The greenback fell against majority of its peers and hit a fresh 2-1/2 year trough on Tuesday on return of risk sentiment due to optimism that U.S. lawmakers would soon agree on a covid-19 relief package together with a rally in U.S. stocks. Sterling rallied across the board on news that a Brexit deal could soon be reached.  
  
Reuters reported a bipartisan group of U.S. senators and members of the House of Representatives on Tuesday proposed a $908 billion COVID relief bill that would fund measures through March 31, including $228 billion in additional paycheck protection program funds for hotels, restaurants, other small businesses.    State and local governments would receive direct aid under the bipartisan bill, the lawmakers said. Senator Mitt Romney, a Republican, said the plan contains $560 billion in "repurposed" funding from the CARES Act enacted in March.  
  
Versus the Japanese yen, although dollar briefly gained above Monday's 104.40 high to 104.46 in Asian morning, price retreated to 104.19 in European morning. However, the pair then rose to an session highs of 104.57 in New York due partly to cross-selling in jpy before retreating.  
  
The single currency found renewed buying at 1.1926 in Australia after Monday's selloff from 1.2003 to 1.1925 and rebounded to 1.1959 in Asia morning. The pair then ratcheted higher to 1.1985 in European morning on cross buying in euro before rallying above September's 2-year peak at 1.2011 to 1.2076 in New York on return of risk sentiment.  
  
Reuters reported the euro zone IHS Markit's final Manufacturing Purchasing Managers' Index (PMI) fell to 53.8 in November from October's 54.8 but was ahead of the 53.6 flash estimate.     And the European Union member states will soon agree on a disputed rule-of-law mechanism linked to the bloc's recovery plan as all countries, including Poland and Hungary, would benefit from its approval, German Finance Minister Olaf Scholz said on Tuesday.  
  
The British pound went through a volatile session. Although cable rose steadily from 1.3322 in Australia and then rallied to 1.3407 in European morning, price erased intra-day gains and tumbled to session lows at 1.3316 on Brexit concerns. However, the pair jumped in New York and rose above 1.3407 to a near 3-month peak at 1.3442 after Times Radio said that Brexit trade deal talks have entered the "tunnel" stage of negotiations.  
  
Reuters reported British Prime Minister Boris Johnson's Brexit supremo, Michael Gove, said on Tuesday that there was a chance that Brexit trade talks may end without a deal, the nightmare finale to the five-year Brexit crisis.      "We have intensified the negotiation process, but it's important that the EU also lives up to its responsibilities as well," Chancellor of the Duchy of Lancaster Gove told ITV's Good Morning Britain.     Asked whether a no deal was closer than anyone would admit, he said: "I think it's certainly the case that there is a chance that we may not get a negotiated outcome, that's why it's important business prepares for all eventualities, but I very much want a deal and I believe that we can secure one."   

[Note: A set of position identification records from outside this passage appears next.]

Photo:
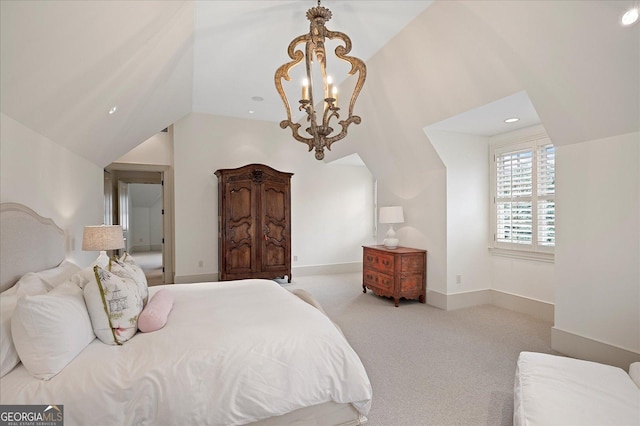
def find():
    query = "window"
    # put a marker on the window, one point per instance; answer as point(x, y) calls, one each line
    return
point(523, 196)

Reuters also revealed that the British IHS Markit/CIPS Purchasing Managers' Index rose to 55.6 in November from 53.7 in October, its highest since December 2017 and above an earlier flash reading of 55.2, bucking a gloomier picture from other sectors hit harder by COVID.   
  
Data to be released on Wednesday :  
  
New Zealand terms of trade, import prices export prices, UK BRC shop price index, Australia GDP, Japan consumer confidence, Germany retail sales, Swiss CPI, Italy unemployment rate, EU producer price index, unemployment rate, Canada labour productivity rate and U.S. MBA mortgage applications, ADP employment change.